Which produced this nice little output for me to compare against in the future.

binary-search$ gulp benchmark
[23:31:53] Using gulpfile ~/Documents/code/javascript/binary-search/gulpfile.js
[23:31:53] Starting 'benchmark'...
[23:31:53] Running suite binarySearch on 1000 items ranging from -100 to 100 [/home/oliver/Documents/code/javascript/binary-search/benchmark/binarySearch.js]...
[23:31:59]    First x 26,740,056 ops/sec ±0.40% (99 runs sampled)
[23:32:04]    Last x 28,211,591 ops/sec ±0.84% (94 runs sampled)
[23:32:10]    ~25% x 27,309,183 ops/sec ±0.11% (103 runs sampled)
[23:32:15]    ~50% x 51,699,650 ops/sec ±0.56% (97 runs sampled)

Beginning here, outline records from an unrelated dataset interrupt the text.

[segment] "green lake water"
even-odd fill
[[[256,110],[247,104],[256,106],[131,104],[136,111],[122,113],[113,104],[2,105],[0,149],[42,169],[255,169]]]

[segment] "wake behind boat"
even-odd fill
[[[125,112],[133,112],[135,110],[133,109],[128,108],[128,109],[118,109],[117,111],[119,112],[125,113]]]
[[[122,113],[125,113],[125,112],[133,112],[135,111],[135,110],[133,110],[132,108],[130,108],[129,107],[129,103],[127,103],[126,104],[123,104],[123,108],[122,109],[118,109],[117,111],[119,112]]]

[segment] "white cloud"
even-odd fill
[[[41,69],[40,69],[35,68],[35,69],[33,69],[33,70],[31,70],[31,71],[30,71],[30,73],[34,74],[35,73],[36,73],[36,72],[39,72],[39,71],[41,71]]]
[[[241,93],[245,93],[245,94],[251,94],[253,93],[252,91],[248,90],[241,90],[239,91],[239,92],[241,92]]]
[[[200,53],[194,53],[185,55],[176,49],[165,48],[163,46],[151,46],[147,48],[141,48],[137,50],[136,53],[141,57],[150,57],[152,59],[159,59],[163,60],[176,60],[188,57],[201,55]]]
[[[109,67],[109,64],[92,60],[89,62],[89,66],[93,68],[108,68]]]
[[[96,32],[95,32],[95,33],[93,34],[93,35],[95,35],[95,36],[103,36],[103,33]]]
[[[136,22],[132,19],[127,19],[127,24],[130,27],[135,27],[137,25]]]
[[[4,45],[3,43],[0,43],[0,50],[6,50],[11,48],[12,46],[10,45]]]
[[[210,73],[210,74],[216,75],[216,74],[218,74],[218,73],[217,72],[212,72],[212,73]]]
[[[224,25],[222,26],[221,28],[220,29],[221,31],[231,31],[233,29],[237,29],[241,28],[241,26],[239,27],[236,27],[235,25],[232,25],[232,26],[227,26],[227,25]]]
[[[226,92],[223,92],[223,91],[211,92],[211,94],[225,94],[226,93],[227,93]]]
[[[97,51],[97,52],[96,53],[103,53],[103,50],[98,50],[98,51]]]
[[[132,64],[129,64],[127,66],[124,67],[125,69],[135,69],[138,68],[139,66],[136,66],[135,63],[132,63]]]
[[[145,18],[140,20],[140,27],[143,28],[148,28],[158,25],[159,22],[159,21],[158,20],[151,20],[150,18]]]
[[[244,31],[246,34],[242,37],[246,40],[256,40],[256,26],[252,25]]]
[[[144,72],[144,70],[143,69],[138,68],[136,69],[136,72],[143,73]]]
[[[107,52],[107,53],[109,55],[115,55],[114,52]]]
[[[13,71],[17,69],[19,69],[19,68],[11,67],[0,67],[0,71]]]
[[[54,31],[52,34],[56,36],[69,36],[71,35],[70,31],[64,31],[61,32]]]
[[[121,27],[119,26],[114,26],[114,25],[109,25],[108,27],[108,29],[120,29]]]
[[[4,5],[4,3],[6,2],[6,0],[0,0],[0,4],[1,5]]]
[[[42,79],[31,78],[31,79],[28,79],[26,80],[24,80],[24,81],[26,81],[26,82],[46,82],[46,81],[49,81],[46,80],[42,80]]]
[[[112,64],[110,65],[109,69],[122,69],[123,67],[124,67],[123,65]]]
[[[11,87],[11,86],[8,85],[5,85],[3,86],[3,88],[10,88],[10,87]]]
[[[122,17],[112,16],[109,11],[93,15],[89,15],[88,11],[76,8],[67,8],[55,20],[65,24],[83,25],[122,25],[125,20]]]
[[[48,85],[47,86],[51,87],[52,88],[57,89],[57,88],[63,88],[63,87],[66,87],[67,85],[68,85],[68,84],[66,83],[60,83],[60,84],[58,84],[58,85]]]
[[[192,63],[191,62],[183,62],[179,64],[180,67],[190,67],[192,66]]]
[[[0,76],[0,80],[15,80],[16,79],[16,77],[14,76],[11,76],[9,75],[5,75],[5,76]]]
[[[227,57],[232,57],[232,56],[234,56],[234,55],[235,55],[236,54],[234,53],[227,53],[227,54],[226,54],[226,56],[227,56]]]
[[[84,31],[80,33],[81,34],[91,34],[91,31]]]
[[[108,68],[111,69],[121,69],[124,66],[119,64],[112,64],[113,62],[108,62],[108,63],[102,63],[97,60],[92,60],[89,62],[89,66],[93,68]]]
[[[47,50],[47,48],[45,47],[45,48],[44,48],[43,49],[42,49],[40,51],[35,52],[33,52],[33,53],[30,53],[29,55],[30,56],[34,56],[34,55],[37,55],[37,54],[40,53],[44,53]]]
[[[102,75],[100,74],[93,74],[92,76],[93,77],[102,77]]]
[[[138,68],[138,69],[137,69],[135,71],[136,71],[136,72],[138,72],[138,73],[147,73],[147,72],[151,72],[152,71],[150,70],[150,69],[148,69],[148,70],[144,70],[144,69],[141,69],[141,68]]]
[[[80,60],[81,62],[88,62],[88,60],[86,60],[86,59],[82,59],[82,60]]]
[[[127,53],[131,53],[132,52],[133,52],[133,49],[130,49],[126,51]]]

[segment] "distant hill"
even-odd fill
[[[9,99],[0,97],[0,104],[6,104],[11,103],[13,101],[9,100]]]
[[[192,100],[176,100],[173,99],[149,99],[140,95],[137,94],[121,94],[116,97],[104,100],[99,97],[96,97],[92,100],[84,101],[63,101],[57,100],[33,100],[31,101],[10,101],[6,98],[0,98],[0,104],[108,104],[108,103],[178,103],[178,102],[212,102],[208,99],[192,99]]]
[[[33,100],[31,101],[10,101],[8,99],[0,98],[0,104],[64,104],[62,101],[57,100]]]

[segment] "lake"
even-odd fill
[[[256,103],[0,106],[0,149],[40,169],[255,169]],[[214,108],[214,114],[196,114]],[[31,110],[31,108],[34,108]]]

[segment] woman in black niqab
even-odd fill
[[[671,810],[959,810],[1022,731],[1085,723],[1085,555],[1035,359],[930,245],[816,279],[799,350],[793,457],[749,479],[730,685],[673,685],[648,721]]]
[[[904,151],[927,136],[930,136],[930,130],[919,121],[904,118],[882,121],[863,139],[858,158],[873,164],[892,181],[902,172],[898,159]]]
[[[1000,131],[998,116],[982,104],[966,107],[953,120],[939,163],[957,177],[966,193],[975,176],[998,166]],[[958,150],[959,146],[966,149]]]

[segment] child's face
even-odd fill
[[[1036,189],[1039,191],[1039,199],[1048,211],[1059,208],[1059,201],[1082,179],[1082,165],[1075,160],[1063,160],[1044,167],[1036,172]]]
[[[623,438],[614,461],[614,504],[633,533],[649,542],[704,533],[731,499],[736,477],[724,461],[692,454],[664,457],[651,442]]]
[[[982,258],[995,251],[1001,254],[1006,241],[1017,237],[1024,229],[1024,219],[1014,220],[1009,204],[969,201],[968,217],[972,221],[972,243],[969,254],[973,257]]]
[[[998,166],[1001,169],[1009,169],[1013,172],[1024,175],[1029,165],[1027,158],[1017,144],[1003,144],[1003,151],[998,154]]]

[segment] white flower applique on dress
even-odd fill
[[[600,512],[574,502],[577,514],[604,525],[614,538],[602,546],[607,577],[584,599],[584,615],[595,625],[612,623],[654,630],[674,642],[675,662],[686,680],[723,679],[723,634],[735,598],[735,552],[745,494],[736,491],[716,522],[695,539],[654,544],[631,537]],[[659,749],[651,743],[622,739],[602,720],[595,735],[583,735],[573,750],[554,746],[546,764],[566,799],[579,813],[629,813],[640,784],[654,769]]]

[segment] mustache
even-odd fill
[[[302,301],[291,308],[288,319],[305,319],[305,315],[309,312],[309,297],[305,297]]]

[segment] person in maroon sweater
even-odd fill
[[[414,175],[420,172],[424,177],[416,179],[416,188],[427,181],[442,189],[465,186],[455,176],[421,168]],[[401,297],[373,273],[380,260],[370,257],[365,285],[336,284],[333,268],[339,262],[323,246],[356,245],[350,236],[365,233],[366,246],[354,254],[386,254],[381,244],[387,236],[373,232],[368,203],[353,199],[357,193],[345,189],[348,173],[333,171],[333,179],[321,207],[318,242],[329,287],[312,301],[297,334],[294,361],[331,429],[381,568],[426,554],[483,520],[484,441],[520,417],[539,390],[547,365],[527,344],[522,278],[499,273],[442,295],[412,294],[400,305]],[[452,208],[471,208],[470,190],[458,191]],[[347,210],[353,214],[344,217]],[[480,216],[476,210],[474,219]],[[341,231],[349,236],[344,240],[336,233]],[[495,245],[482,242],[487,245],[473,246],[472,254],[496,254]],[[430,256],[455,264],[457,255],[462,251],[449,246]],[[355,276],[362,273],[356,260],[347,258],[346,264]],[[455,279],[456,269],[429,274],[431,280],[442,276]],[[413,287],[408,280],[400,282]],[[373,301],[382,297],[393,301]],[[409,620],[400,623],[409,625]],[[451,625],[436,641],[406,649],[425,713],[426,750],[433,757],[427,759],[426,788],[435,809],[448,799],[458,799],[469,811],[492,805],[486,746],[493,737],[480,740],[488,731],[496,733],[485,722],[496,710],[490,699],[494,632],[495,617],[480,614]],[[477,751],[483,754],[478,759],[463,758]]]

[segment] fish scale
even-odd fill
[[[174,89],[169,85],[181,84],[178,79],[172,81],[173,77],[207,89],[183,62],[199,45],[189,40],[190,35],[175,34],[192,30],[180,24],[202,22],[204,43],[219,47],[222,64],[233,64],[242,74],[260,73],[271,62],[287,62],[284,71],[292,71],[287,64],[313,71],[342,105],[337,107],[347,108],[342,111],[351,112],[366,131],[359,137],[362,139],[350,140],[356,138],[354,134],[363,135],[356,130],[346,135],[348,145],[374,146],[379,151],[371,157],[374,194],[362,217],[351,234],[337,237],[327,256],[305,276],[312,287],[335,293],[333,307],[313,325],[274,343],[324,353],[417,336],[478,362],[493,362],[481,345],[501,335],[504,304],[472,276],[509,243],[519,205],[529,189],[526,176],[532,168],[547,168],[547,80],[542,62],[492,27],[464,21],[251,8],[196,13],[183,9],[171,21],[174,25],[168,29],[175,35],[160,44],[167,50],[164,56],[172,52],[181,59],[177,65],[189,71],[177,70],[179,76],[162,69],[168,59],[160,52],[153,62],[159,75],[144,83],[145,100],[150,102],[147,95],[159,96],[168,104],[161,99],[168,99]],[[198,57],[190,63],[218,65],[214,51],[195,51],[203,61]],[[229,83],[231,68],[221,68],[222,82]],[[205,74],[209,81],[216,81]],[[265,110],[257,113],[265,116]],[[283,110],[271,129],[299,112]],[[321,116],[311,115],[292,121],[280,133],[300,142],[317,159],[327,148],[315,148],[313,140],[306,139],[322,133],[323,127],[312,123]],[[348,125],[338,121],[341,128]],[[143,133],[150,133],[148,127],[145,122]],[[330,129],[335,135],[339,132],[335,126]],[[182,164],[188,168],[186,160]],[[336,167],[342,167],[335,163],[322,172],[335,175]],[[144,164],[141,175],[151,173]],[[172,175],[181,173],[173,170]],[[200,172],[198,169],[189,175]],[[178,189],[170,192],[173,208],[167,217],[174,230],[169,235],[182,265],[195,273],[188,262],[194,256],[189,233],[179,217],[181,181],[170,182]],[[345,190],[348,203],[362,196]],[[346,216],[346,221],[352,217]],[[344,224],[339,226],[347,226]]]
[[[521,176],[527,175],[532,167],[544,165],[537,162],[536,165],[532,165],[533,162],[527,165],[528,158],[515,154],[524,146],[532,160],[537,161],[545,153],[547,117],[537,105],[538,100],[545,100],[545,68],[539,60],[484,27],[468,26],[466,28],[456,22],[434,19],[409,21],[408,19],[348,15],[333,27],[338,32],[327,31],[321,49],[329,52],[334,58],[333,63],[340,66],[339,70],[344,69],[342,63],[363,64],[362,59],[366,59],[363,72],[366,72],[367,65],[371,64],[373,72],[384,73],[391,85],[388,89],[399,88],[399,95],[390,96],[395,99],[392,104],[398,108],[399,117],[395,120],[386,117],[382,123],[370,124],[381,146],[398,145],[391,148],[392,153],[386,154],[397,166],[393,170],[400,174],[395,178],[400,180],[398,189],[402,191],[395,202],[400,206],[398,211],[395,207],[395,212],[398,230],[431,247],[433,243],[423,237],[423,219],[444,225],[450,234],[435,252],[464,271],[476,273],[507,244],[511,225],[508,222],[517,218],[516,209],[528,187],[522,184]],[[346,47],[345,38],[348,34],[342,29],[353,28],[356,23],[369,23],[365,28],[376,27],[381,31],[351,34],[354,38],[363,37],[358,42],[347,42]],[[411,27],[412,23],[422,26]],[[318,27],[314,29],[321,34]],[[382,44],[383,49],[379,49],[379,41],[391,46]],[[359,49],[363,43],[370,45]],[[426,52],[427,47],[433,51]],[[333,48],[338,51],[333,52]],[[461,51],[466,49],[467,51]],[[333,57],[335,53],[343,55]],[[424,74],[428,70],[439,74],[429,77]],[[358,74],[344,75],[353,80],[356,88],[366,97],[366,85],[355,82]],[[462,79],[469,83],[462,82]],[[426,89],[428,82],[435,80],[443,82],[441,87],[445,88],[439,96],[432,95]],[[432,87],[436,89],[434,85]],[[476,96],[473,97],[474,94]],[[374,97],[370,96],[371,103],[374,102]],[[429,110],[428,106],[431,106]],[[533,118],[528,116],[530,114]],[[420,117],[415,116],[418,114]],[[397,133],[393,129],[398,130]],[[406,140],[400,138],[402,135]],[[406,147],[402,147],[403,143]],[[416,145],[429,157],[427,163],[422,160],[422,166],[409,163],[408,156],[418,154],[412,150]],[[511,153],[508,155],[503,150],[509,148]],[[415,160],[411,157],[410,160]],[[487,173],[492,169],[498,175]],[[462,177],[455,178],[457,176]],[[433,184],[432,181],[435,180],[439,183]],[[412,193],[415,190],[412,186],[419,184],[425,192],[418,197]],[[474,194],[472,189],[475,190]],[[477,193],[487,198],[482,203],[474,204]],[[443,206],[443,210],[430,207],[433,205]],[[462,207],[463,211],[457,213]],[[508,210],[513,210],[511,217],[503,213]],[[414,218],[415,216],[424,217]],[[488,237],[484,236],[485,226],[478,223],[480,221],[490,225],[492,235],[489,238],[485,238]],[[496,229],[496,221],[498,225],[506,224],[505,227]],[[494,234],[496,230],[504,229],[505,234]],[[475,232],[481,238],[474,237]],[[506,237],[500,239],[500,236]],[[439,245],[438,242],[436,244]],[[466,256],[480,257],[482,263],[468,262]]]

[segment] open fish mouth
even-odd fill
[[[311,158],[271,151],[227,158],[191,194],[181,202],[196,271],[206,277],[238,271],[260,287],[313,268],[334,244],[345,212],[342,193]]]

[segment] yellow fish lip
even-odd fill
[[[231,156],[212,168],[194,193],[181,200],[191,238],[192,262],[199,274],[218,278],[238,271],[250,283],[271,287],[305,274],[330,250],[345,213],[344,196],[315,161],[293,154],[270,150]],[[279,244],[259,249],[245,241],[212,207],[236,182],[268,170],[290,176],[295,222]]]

[23:32:21]    ~75% x 44,993,017 ops/sec ±0.52% (96 runs sampled)
[23:32:21] Fastest test is ~50% at 1.15x faster than ~75%
[23:32:21] Finished 'benchmark' after 27 s

I could go through inserting random optimisations now safe in the knowledge that I’ll be able to see improvements and I won’t break anything, but it’s almost midnight and I want to publish this tomorrow morning. Feel free to hack around in the repository and make it blisteringly fast without breaking anything.